Durante a última semana, Messias passou por mais revezes: teve almoço com o PL cancelado e ouviu de senadores próximos de Alcolumbre que até poderiam recebê-lo para conversar, mas que estavam “fechados” com o presidente do Senado.
O AGU também não conseguiu emplacar o pedido ao ministro Gilmar Mendes para rever a decisão sobre o impeachment de magistrados da Corte e seu gesto foi interpretado como “casuístico” pelos parlamentares.
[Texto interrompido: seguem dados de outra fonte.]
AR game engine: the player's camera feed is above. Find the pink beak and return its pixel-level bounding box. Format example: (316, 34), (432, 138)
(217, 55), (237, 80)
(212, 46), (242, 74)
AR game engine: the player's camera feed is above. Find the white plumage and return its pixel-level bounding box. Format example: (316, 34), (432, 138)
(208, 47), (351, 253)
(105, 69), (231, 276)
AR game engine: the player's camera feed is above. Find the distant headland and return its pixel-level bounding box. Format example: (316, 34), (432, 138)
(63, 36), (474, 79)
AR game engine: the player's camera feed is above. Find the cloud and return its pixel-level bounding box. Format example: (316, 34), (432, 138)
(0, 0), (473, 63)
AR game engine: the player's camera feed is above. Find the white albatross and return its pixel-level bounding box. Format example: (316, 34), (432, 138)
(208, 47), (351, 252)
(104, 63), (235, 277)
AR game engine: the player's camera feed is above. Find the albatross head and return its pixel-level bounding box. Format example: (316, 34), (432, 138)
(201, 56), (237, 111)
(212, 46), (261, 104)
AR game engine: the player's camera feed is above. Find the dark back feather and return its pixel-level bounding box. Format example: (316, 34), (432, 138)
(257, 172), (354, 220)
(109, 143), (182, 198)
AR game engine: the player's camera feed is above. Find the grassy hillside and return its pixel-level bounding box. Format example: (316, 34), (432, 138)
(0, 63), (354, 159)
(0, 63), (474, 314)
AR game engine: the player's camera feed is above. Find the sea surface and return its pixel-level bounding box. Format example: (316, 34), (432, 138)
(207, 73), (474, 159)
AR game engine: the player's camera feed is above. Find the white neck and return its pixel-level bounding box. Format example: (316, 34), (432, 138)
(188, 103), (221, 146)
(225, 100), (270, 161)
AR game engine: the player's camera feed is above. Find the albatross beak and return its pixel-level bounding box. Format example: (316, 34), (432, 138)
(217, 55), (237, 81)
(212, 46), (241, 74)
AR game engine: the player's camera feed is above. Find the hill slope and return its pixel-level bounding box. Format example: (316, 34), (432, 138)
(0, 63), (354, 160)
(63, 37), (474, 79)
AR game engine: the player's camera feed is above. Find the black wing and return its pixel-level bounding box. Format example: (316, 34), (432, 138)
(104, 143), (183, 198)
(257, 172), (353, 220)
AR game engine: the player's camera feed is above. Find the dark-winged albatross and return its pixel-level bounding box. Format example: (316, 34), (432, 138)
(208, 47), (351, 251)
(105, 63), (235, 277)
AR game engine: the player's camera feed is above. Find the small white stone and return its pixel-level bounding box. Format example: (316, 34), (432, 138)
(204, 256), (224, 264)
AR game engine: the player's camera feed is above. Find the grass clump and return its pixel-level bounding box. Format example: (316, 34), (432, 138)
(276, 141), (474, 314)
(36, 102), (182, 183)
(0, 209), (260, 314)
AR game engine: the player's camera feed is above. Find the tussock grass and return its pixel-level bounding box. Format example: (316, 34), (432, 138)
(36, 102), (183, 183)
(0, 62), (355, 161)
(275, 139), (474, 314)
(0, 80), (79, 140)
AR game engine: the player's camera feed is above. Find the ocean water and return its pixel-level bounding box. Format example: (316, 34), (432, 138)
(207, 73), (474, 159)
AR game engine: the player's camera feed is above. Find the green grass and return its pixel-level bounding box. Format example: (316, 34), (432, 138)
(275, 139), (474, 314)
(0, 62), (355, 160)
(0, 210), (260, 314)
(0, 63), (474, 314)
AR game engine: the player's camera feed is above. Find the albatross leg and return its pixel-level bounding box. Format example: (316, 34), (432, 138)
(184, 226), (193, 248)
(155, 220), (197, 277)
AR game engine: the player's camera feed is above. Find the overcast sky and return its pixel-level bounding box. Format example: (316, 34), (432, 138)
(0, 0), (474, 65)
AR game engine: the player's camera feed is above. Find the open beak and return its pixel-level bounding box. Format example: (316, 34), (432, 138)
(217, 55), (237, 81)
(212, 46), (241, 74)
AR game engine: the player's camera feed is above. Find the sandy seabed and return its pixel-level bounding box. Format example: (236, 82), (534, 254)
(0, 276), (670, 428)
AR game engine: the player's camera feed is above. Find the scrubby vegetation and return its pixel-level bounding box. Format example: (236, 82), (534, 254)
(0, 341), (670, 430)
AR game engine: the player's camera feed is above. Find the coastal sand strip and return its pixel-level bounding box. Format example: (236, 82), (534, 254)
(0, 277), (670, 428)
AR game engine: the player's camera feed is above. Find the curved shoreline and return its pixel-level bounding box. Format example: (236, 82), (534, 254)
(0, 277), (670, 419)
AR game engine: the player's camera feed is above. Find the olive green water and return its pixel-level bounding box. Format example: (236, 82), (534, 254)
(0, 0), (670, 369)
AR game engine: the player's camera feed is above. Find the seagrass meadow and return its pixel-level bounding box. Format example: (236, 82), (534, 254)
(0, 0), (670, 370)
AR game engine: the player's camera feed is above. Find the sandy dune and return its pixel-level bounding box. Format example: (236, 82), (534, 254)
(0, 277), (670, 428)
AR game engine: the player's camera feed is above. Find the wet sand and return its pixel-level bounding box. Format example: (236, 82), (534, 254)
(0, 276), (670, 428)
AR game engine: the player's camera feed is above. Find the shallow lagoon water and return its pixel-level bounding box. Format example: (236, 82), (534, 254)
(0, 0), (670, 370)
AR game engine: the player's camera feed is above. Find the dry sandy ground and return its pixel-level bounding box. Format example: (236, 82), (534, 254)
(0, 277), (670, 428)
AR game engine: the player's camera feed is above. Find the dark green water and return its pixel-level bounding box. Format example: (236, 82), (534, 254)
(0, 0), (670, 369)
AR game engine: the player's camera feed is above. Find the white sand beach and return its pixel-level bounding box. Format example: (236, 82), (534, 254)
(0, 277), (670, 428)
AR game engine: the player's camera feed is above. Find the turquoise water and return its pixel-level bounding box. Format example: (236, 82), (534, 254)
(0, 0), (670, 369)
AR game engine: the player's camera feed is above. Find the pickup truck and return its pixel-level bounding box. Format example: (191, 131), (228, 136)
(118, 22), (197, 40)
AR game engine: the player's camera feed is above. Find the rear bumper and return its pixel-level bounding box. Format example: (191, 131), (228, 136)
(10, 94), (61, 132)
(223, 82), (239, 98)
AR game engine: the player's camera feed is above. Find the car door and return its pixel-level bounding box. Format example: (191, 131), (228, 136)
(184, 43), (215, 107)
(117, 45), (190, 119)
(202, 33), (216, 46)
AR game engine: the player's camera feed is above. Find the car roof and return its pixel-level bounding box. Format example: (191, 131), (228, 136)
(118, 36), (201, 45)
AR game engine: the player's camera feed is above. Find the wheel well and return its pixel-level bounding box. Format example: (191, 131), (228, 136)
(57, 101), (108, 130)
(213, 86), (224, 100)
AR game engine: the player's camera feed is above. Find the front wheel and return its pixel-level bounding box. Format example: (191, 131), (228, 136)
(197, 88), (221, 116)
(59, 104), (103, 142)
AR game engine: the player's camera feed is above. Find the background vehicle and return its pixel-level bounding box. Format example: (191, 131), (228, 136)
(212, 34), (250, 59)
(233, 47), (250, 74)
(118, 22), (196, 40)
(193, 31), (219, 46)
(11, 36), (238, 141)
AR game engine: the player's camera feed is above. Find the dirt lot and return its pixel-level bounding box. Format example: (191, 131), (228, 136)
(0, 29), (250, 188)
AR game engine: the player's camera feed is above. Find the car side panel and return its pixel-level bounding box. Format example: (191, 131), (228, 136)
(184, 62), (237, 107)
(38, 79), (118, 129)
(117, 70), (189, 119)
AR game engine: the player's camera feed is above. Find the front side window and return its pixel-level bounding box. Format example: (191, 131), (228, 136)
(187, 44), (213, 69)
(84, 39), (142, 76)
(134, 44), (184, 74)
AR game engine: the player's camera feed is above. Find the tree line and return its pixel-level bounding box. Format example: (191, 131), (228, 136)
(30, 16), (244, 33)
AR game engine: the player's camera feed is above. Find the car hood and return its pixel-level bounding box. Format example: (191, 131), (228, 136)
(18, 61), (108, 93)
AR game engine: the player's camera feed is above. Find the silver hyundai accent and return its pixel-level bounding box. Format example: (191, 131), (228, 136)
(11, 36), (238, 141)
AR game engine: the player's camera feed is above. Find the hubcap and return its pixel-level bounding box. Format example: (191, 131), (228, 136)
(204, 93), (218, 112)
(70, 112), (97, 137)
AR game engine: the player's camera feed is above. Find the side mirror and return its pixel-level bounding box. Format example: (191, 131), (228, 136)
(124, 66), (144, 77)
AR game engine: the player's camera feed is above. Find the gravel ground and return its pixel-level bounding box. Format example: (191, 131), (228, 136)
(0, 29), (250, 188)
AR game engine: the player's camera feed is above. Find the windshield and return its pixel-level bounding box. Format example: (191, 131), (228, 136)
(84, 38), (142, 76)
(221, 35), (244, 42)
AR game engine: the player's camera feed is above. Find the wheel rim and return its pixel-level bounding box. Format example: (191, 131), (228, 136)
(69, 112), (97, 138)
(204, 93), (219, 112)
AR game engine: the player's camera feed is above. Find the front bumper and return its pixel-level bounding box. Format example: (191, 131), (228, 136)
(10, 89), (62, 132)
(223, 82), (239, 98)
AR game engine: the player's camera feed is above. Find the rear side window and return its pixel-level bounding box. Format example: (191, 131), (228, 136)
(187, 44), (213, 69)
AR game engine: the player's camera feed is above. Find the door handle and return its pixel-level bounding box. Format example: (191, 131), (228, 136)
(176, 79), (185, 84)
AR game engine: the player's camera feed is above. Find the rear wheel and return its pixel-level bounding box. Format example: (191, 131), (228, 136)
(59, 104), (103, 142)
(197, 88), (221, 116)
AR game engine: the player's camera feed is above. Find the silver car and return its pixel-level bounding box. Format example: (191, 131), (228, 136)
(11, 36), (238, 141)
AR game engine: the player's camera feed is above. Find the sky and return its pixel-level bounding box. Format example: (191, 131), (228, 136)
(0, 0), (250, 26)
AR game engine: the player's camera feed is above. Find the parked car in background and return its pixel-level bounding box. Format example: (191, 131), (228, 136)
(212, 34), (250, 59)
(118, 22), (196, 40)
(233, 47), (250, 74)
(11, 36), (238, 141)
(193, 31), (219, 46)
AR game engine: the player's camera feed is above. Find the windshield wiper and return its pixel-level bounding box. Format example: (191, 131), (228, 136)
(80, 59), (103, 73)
Messias, que já perdeu a vaga em outras duas oportunidades para Flávio Dino e Cristiano Zanin, terá agora de esperar pelo menos até fevereiro de 2026, onde tudo estará contaminado pelo jogo eleitoral. Até lá, poderá trabalhar nos bastidores para reduzir as rejeições e torcer para que Lula e Alcolumbre se entendam.